Demonstrate the following

Goal: Publish all or any Fianncials, open to everyone.

  1. All 5 Financial Statements,
    1. Be sure to add very short but reasonable comments on your interpretations, so finance manager can understand your reasoning and decision
    2. Keep clarity with each statements and show each year as next to each other on the same tab.( For example, Year 1 , Year 2 , Year 3, so it easier for you to compare)
    3. For each show, Est. Budgeted, (revised budgeted/option), Approved Budgeted, Actual, Variance, Year over Year (YOY), clear, but brief comment.
    4. Use appropriate tools you learned during lectures to demonstrate the benefits and breakeven analysis for E.H.R
    5. Use double space, charts or diagrams as necessary.

All your financials should be on spreadsheet in separate tabs.

Introduction:  Give one-page introduction about your organization focusing on business and financial at high level. ( Be sure to include and explain statements)

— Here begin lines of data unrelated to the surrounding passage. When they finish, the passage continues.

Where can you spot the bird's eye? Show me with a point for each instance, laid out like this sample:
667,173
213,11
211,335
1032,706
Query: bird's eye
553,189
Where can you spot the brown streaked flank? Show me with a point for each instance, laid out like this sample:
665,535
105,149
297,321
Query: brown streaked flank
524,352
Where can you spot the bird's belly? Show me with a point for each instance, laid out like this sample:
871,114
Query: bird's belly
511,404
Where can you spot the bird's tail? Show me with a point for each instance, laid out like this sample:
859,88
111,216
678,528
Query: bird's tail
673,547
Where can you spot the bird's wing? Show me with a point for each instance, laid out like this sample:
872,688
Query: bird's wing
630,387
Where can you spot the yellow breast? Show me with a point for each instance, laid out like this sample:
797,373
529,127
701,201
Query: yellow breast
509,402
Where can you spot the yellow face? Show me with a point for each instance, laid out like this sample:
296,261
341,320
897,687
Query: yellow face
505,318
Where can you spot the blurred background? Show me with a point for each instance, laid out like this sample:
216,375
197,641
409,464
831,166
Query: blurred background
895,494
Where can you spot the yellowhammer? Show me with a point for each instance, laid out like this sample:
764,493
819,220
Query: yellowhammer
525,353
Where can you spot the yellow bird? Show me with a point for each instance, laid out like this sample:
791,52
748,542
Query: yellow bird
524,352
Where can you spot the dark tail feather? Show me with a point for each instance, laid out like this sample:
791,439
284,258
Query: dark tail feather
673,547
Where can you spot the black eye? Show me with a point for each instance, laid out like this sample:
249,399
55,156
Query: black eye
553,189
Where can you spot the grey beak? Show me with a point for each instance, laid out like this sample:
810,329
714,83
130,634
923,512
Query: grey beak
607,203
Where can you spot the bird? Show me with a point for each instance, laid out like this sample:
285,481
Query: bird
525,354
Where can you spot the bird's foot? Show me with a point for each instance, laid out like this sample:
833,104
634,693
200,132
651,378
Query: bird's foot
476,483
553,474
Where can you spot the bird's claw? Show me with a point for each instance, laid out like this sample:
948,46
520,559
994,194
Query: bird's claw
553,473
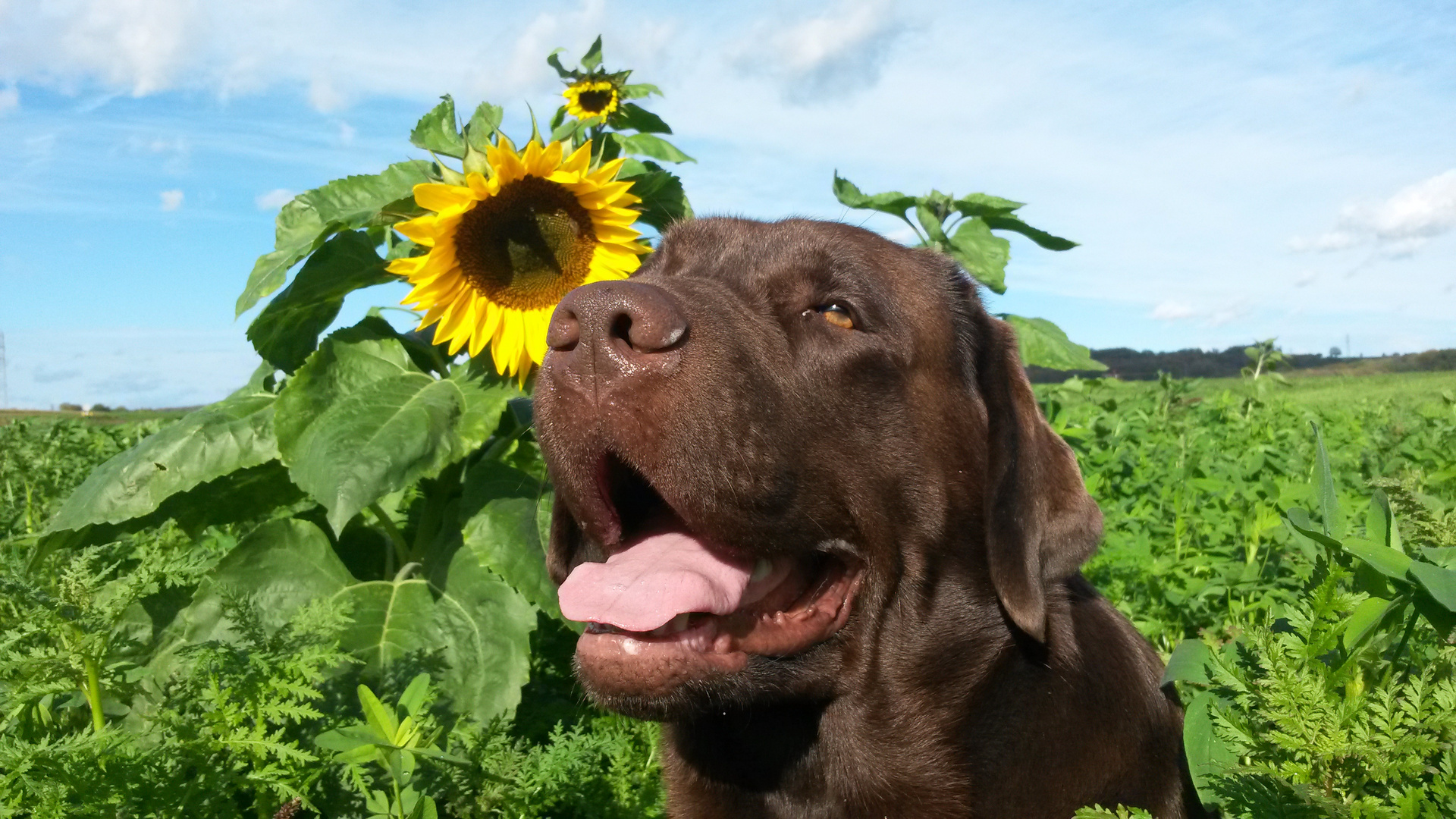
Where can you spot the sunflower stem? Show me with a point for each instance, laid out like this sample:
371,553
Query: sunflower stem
400,550
93,692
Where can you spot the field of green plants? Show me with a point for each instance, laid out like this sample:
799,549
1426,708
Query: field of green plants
1307,610
327,594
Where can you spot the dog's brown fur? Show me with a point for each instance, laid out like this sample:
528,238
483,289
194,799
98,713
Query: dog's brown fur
977,672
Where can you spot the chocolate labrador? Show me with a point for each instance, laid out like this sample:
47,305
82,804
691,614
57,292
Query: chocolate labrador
816,525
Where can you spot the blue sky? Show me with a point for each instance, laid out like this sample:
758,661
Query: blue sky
1234,171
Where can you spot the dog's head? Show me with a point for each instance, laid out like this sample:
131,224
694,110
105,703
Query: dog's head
775,439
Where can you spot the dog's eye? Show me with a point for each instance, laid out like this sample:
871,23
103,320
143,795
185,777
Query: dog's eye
835,314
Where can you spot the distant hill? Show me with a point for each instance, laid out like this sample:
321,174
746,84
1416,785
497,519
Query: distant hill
1130,365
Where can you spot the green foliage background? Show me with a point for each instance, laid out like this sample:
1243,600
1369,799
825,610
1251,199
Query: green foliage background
328,592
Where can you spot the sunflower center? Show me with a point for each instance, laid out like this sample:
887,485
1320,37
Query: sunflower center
595,101
526,246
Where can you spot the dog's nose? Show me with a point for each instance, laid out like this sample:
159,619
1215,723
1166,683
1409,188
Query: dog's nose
612,328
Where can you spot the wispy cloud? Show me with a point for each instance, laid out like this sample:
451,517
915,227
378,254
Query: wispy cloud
274,200
827,55
1398,224
1172,309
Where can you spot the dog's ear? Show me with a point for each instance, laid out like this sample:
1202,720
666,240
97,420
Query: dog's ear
1040,521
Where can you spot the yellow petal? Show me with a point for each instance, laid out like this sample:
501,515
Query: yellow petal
408,267
433,196
419,231
536,322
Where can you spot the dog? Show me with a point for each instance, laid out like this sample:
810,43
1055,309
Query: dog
816,525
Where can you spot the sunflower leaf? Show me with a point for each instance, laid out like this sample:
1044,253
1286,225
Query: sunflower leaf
639,118
498,512
647,145
201,447
437,130
982,254
555,63
1044,344
593,57
479,627
1008,222
661,193
346,360
287,330
894,203
984,205
362,420
306,222
638,91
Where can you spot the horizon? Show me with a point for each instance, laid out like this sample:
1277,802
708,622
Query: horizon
1232,172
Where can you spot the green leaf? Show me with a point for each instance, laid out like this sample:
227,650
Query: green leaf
500,509
386,436
485,627
638,91
930,222
484,123
1365,620
1043,344
414,695
593,57
1440,556
347,360
648,145
306,222
1382,558
287,330
638,118
555,63
1207,754
437,130
277,567
1187,664
982,254
1041,238
379,717
1439,583
204,445
1331,521
894,203
661,193
984,205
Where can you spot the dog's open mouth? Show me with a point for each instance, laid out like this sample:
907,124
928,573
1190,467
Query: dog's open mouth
670,596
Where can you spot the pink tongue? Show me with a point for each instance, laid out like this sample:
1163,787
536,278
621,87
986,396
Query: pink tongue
653,582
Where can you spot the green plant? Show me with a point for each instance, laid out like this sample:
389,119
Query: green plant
394,738
1343,706
962,229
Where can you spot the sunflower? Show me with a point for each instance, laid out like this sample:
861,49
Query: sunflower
504,249
590,98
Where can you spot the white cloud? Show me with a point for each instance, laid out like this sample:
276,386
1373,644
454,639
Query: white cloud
1397,226
827,55
274,199
1172,311
143,47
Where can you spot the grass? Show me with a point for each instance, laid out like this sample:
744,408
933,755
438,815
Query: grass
105,419
1318,392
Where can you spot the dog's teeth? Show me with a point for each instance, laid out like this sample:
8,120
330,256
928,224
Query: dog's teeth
761,569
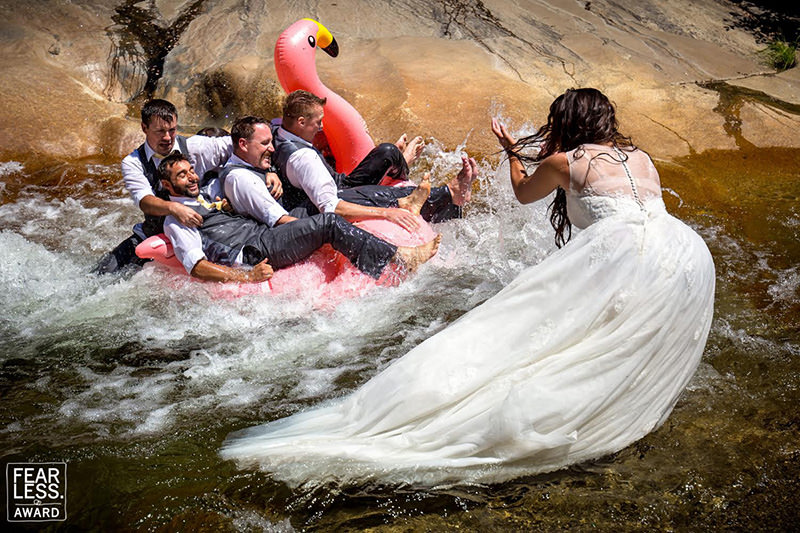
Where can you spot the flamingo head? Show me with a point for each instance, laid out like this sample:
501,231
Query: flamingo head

Financial Risk Management: What framework are you following for managing risk, explain your framework in detail. List of Potential risk and how do you plan to mitigate them. Make sure to list includes potentially known risk and unknown risk. Be sure to use the framework to demonstrate how your utilizing the framework to manage, mitigate and monitor & control risk. ( minimum 1- 3 pages with framework diagram)

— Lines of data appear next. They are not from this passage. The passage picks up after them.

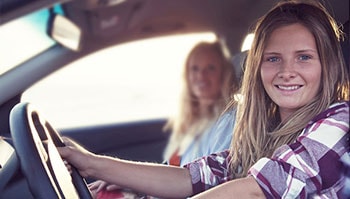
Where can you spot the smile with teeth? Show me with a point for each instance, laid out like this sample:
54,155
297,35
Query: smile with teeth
289,88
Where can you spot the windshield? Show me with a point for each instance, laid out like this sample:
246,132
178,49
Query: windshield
17,47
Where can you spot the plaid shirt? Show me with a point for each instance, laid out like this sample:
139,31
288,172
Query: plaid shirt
309,167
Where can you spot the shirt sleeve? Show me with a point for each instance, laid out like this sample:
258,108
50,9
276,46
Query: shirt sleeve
221,134
310,166
209,171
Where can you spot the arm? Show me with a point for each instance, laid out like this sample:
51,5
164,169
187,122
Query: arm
153,179
240,188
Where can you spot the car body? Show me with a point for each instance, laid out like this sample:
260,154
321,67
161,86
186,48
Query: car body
105,24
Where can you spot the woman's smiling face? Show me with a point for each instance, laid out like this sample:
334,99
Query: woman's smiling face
291,68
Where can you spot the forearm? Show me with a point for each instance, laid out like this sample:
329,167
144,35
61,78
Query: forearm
240,188
152,179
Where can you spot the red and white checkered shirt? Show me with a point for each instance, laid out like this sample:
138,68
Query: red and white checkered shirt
308,168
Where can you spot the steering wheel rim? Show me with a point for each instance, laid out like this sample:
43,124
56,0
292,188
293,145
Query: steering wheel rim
35,143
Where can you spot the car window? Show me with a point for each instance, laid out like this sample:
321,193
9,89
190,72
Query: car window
134,81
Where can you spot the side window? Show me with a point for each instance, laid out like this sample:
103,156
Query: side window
134,81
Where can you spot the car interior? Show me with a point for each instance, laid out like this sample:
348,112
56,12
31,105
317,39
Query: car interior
77,29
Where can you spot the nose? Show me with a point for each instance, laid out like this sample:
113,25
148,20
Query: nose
287,70
202,73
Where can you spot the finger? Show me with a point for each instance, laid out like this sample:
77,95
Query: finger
101,186
112,187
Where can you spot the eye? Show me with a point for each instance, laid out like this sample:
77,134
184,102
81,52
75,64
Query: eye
273,59
194,68
211,67
304,57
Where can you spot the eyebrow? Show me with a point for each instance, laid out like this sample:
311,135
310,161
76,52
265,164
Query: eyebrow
298,51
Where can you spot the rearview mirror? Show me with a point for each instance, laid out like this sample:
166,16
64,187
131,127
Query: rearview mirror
65,32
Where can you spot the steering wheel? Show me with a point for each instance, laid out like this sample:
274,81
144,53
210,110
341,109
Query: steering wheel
35,143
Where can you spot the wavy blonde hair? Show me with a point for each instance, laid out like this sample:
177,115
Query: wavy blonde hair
190,119
256,138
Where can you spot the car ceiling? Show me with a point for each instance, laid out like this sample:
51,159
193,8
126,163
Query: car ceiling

Conclusion:  Minimum 1 page, be sure to include and comment on financials and explain where you think this company is heading based on financials and what would be your advice based on available financials, interpretations, risk, metrics and where do you see the strengths, opportunities for growth, threats, for your organization

Metrics: Demonstrate the use of BSC to Illustrate Financial Metrics, make sure to utilize a framework discussed in the class. Be sure to identify and highlight all important metrics, known as KPI’s ( key performance indicators).

Hints & Notes:

  • If you plan to appreciate or depreciate any assets, then make sure you state that in your comments.
  • Break down all the financials, then allocate them as necessary, then make your decisions, explain your decisions/interpretations
  • Be Analytical in your conclusions and make decisions based on financials made available to you.
  • Questions, Concerns, Please schedule time with me ASAP.
  • Grading will be based on professionalism in quality of work and completeness of Project.